I agree that the additional folders have to be created, the question is WHERE? $HOME or somewhere else like .wine/drive_c/?
James McKenzie
On Wed, May 26, 2010 at 8:46 PM, James McKenzie jjmckenzie51@earthlink.net wrote:
Joerg-Cyril.Hoehle@t-systems.com wrote:
Hi,
James Mckenzie wrote:
Defaulting to $HOME/Desktop and $HOME/Documents is a good first step.
There are more directories: Music, Videos(Movies?), Pictures that IMHO such a patch should add at the same time since that's what MS knows about as well.

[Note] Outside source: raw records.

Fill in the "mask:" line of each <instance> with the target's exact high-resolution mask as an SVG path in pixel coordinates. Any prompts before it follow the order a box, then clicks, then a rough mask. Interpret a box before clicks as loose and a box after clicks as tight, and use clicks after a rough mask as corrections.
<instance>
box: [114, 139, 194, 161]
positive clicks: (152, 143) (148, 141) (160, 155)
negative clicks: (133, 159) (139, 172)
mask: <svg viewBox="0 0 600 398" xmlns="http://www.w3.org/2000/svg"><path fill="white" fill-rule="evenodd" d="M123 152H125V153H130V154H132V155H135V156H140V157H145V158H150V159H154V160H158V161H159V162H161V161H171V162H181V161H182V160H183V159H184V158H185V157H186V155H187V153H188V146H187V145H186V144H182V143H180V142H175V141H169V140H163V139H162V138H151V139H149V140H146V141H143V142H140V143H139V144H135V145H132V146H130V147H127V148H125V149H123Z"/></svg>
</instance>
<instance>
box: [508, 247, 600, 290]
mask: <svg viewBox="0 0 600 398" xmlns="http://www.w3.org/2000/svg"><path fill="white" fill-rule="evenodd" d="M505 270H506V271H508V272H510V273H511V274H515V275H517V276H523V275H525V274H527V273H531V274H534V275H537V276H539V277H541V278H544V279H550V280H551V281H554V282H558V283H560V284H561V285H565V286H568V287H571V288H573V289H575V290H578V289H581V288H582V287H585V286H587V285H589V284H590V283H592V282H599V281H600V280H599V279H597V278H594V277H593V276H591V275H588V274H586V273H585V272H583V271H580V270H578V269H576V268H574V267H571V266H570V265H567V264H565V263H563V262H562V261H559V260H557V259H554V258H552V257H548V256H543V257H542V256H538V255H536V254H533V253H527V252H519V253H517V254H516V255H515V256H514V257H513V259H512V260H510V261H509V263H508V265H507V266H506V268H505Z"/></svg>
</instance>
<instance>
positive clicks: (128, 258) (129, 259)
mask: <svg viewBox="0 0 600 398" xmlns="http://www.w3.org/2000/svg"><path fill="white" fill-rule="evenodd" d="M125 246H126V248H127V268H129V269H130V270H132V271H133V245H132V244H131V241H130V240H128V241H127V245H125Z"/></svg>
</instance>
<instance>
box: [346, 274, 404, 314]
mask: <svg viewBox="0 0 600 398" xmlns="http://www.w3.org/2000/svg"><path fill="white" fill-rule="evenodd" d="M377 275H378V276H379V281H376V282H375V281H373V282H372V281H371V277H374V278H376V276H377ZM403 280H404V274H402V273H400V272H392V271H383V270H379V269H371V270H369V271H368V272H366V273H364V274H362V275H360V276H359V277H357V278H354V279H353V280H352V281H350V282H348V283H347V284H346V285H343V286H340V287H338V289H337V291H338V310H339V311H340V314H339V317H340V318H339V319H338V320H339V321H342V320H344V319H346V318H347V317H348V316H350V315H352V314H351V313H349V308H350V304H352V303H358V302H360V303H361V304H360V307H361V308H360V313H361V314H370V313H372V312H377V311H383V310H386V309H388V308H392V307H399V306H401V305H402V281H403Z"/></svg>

Austin English austinenglish@gmail.com wrote:
I haven't used Tiger in ages, but at least for me on Snow Leopard, I can't delete those directories, since OSX considers them 'essential to OS function'. The likelihood of them missing is small, IMHO.
Likelihood is not my friend. ls -le (or was it ls -l@?) will show the security attributes. You'll see that some of the directories have an ACL that prevents them from deletion despite the UNIX chmod flags that ls -l shows.
Either will work for this.
The Desktop folder has a + at the end of the directory for the current user...
I agree that the additional folders have to be created, the question is WHERE? $HOME or somewhere else like .wine/drive_c/?
The code you're looking for is in shell32/shellpath.c: http://source.winehq.org/git/wine.git/?a=blob;f=dlls/shell32/shellpath.c;hb=...
feel free to send a patch. I haven't gotten my mac mini fixed up for wine yet, it'll be a while before I have time to do so.